Ätiologie und Klinik des adrenogenitalen Syndroms

21-Hydroxylase-Defekt:

mikrosomaler Cytochrom P450c21 Enzymdefekt. Der häufigste Enzymdefekt (95%) für ein adrenogenitales Syndrom mit einer Inzidenz von 1:14 000 Geburten.

Es gibt zwei klinische Verlaufsformen je nach Schwere des Enzymdefektes: Virilisierung oder Virilisierung mit Salzverlust aufgrund einer verminderten Aldosteronsynthese.

21-Hydroxylase-Defekt ohne Salzverlust:

bei Mädchen entsteht je nach Schwere eine milde Virilisierung (normale weibliche Genitale bei Geburt mit späterer Klitorisvergrößerung und Hirsutismus) oder schwere Virilisierung (Maskulinisierung der Genitalien bei Geburt).

Jungen fallen klinisch zunächst nicht auf, später schnelles Wachstum, frühe Pubertät, kleine Hoden, früher Wachstumsstop.

21-Hydroxylase-Defekt mit Salzverlust:

durch die verhinderte Aldosteron- und Kortisonsynthese entsteht ein Flüssigkeits- und Salzverlust ab dem 5. Lebenstag. Hyponatriämie und Hyperkaliämie sind typisch, weiterhin Azidose, Dehydration, Maskulinisierung bei weiblichen Neugeborenen, große Genitalien bei männlichen Neugeborenen.

Diagnose des 21-Hydroxylase-Defekts:

erhöhtes 17-Hydroxyprogesteron, erhöhtes Androstendion, Dehydroepiandrosteron oder Testosteron, auch nach ACTH-Stimulation. Erhöhtes ACTH bei vermindertem Kortison. Bei Salzverlust ist Aldosteron vermindert trotz erhöhter Reninaktivität.

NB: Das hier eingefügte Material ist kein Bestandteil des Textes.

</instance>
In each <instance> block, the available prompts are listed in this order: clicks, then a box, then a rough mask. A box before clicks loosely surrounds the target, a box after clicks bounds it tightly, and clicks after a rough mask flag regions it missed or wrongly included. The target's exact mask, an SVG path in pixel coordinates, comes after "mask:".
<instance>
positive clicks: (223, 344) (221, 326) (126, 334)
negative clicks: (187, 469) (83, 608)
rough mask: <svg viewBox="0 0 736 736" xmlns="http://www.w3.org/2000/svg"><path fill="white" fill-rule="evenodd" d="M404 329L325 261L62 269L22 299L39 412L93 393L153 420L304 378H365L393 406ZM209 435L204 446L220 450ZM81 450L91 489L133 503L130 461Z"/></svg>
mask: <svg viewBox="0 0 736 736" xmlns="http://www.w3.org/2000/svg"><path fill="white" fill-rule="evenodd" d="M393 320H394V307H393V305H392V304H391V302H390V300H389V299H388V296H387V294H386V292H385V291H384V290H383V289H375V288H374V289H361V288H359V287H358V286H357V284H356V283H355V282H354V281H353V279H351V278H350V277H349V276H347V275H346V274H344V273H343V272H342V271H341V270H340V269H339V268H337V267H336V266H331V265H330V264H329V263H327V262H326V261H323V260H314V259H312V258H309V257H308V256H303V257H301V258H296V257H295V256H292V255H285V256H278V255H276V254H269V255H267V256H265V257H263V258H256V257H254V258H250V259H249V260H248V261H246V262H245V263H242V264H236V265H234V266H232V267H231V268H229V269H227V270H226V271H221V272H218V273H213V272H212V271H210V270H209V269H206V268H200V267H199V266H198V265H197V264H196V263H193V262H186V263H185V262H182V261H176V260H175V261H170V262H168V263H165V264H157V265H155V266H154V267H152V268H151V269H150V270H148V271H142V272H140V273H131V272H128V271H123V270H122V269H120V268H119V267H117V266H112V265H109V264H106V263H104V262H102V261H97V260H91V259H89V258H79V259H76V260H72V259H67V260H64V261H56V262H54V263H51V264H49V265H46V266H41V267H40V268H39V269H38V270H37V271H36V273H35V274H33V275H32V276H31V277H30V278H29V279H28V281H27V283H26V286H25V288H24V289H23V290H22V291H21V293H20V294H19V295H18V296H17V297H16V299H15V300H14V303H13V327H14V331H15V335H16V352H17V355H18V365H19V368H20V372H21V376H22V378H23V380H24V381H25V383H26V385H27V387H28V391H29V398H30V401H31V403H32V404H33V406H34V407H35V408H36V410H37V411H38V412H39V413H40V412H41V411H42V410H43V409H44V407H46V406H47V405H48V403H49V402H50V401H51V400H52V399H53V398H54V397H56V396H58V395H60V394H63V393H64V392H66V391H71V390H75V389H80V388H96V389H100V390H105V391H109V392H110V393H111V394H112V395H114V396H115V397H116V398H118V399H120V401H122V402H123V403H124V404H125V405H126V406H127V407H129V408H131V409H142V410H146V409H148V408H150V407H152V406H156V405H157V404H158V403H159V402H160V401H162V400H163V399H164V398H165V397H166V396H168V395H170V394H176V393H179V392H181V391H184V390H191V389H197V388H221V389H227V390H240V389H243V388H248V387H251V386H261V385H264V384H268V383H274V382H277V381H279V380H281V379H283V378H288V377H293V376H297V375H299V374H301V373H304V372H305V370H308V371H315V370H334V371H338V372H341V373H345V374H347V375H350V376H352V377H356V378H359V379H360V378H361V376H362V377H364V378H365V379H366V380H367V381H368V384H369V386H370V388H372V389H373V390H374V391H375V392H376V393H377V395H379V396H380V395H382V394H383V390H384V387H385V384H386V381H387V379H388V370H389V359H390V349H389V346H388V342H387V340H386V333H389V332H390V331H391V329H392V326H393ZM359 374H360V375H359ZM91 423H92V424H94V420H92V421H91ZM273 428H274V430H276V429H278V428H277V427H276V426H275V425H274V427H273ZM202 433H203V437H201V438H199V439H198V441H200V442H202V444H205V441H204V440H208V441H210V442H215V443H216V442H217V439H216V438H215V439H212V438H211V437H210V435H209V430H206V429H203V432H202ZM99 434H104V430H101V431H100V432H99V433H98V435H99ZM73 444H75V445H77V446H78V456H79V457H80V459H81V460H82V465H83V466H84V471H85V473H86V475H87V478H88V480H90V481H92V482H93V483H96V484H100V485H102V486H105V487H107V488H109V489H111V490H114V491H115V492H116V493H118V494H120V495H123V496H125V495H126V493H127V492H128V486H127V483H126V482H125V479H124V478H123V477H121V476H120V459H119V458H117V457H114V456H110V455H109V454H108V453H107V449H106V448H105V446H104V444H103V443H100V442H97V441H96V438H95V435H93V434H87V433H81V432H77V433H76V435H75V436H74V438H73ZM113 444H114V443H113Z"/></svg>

11beta-Hydroxylase-Defekt:

für 5 % der adrenogenitalen Syndrome verantwortlich. Durch den Enzymdefekt wird die Kortisolsynthese verhindert, es entsteht exzessiv 11-Desoxycorticosteron und 11-Desoxycortisol neben erhöhten adrenalen Androgenen wie Androstendion oder Dehydroepiandrosteron. Klinisch steht neben der Virilisierung die Entstehung eines Hypertonus (durch 11-Desoxycortisol) im Vordergrund.

Seltene Enzymdefekte des adrenogenitalen Syndroms:

Defekte der 3beta-Hydroxysteroid Dehydrogenase, 17alpha-Hydroxylase, StAR-Mangel: werden in den folgenden Kapitel abgehandelt.

Testikuläre adrenale Resttumoren (TART):

Versprengte Nebennierenzellen im Hoden proliferieren unter Einfluss von ACTH, insbesondere bei schlechter medikamentöser Einstellung. Es enstehen Infertilität (bis zur Azoospermie) und tastbare Hodentumoren, welche jedoch benigne sind. Eine supranormale Subtitution mit Kortison führt zur einer deutlichen Rückbildung der testikulären adrenalen Resttumoren. Der Tastbefund und die Sonographie kann TART nicht von Keimzelltumoren unterscheiden, wegweisend ist der bilaterale Befund und das Ansprechen auf Kortison. Im Zweifel sollte eine Tumorenukleation mit Erhalt von gesundem Hodengewebe angestrebt werden. Für die Fertilität von betroffenen Männern ist eine korrekte Hormoneinstellung essentiell.

Therapie des adrenogenitalen Syndroms

Die Akuttherapie des adrenogenitalen Syndroms mit Addison-Krise beinhaltet Kortisongaben sowie Flüssigkeits- und Elektrolytsubstitution. Im weiteren Verlauf ist die lebenslange Substitution von Kortison und Fludrokortison notwendig. Die Dosierung hängt von den Hormonkonzentrationen wie Testosteron, den Elektrolyten, dem Blutdruck, dem Wohlbefinden und Wachstum des Patienten und Zeichen der Virilisierung ab.

Bei ausgeprägter Maskulinisierung sollten vor dem Ende des ersten Lebensjahres Korrekturoperationen wie z. B. eine Reduktion der Klitoris durchgeführt werden.